Pioneering Organoid Models Shine Light on Hopeful Paths in Pancreatic Cancer Treatment
Pancreatic cancer, particularly pancreatic ductal adenocarcinoma (PDAC), remains a formidable challenge in the realm of oncology because of its high death rate and resistance to conventional treatments. However, recent breakthroughs using organoid-based drug screening systems are shedding light on novel therapeutic approaches.
In a groundbreaking study led by researchers at Weill Cornell Medicine, a unique drug screening platform employing lab-grown tissues called organoids proved instrumental in identifying a potential game-changer for future pancreatic cancer treatments. Published in Cell Stem Cell on December 26, the study focused on testing analysis on pancreatic tumor organoids over 6,000 compounds, carrying a prevalent cancer-driving mutation.
The standout discovery was the efficacy of an existing heart drug, perhexiline maleate, in robustly suppressing the growth of these organoids.
Dr. Todd Evans, vice chair for research in surgery, study co-senior author and at Weill Cornell Medicine, emphasized the significance of their findings. The research unveiled that the cancer-driving mutation induced abnormal cholesterol production in the organoids, a phenomenon effectively reversed by perhexiline maleate. ” We found that hyperactive cholesterol production is a weak point in many pancreatic cancers, making it a key target for future treatment in most pancreatic cancers,” remarked Dr. Evans.
Expanding on this promising avenue, another study conducted by a research team from Japan, published in the Cell Reports journal, tackled the complexity of PDAC’s unique tumor microenvironment (TME). The team, including Dr. Takeuchi Kenta, Professor Taniguchi Hideki, and Associate Professor Tanimizu Naoki, pioneered the creation of pancreatic cancer organoid systems that closely mimic the PDAC TME.
The system, utilizing human-induced pluripotent stem cell (hiPSC)-derived cells, resulted in two distinct fused pancreatic cancer organoids—proliferative (pFPCO) and quiescent (qFPCO)—mirroring the characteristics of patient PDAC tissue.
The significance of this research lies in the ability to replicate the intricate TME involving various cancer-associated fibroblasts (CAFs) within a cell culture model. Dr. Tanimizu Naoki emphasized the potential of their PDAC model for anticancer drug screening, considering the limited treatment options for this challenging disease.

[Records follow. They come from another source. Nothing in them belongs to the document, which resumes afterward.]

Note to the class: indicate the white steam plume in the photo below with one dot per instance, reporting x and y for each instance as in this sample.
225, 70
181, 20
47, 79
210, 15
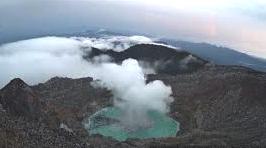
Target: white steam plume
131, 93
39, 59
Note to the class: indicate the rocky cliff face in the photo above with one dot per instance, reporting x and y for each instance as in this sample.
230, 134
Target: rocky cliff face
215, 105
19, 99
163, 59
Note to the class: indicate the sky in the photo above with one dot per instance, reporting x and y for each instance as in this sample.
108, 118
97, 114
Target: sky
239, 24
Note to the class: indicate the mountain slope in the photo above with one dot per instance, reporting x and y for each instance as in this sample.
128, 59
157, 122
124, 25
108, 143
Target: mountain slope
220, 55
162, 59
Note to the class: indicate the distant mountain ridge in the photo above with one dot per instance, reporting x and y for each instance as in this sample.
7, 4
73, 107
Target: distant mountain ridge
219, 55
161, 58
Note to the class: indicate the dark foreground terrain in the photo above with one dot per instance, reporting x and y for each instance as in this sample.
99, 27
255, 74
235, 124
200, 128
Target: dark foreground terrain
223, 106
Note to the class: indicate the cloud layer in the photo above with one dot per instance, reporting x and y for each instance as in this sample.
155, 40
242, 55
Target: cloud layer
37, 60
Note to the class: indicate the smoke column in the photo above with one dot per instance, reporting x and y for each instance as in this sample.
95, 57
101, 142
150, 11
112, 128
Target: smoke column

Furthermore, organoids have emerged as key tools in disease and health for studying tissues. Weill Cornell Medicine researchers utilized an organoid-based automated drug-screening system specifically tailored for PDAC, employing normal mouse pancreatic tissue engineered with cancer-driving mutations. Among the compounds tested, perhexiline maleate demonstrated remarkable efficacy, inhibiting the growth of organoids containing the cancer-driving mutation without adverse effects on healthy organoids.
The study revealed that mutant Kras, a common driver of PDAC, in organoid cells significantly increases cholesterol levels. Perhexiline maleate counteracted influence by inhibiting the regulatory factor SREBP2, suggesting that targeting cholesterol synthesis could be a promising strategy against PDAC.
While perhexiline maleate’s potential as a PDAC treatment is hindered by side effects, the researchers are optimistic. Dr. Shuibing Chen, co-senior author and director of the Center for Genomic Health, highlighted the drug’s potential for modification to enhance its properties, paving the way for the development of a refined PDAC drug.
These innovative studies underscore the transformative potential of organoid-based research in unraveling the complexities of pancreatic cancer and identifying targeted therapies that could reshape the landscape of PDAC treatment.